Dr. Burgos was my technical assistant in the 1970’s; he carried
out most of the experiments involving the use of the Millikan-Pope
Chamber to measure the ionization energies of organic compounds.
He was also a participant in the experiments involving exciton
fission and exciton-exciton fusion to produce photoemission.
Sidney
Fox
Dr. Fox did his doctoral thesis with me.
His thesis provided the correct explanation for the first time of the effect of a magnetic field on the
interaction of triplet excitons with trapped charge.
Frank
Vogel
Dr. Vogel’s doctoral work with Professor Geacintov, with which
I was also involved, dealt with the seminal discovery of singlet exciton
fission into two triplet excitons in tetracene.

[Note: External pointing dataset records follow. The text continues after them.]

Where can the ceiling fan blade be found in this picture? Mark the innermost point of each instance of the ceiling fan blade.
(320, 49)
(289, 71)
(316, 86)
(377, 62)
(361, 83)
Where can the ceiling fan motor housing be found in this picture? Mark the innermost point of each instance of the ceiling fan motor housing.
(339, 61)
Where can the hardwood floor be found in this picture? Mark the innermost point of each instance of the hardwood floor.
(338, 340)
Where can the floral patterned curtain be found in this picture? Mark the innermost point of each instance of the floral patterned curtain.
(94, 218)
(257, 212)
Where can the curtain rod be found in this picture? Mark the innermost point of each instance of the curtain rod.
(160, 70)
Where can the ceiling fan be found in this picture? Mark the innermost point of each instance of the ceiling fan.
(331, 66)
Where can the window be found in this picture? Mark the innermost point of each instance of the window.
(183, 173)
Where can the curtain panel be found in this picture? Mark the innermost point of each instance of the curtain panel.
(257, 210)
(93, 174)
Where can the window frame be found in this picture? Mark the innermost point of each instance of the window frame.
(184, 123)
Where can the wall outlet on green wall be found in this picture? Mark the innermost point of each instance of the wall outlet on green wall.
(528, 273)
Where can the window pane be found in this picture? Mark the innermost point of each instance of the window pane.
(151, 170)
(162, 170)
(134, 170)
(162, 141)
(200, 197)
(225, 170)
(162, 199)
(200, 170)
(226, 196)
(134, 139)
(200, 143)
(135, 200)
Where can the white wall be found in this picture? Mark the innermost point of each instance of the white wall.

He is now a medical doctor with a specialization in Radiology.
Ronald
Selsby
Prof. Selsby has been a member of the Physics Department of the
University of Puerto Rico for about twenty years and specializes in
quantum mechanical calculations. He
was a post-doctoral scientist in my laboratory in the 1970’s and made
important contributions to the simplification of the calculations of the
equations of 1934 and 1938 derived by Onsager to
account for geminate recombination.
He was also a pioneer in the use of computer simulations of
exciton hopping on the crystal lattice with reflection sites.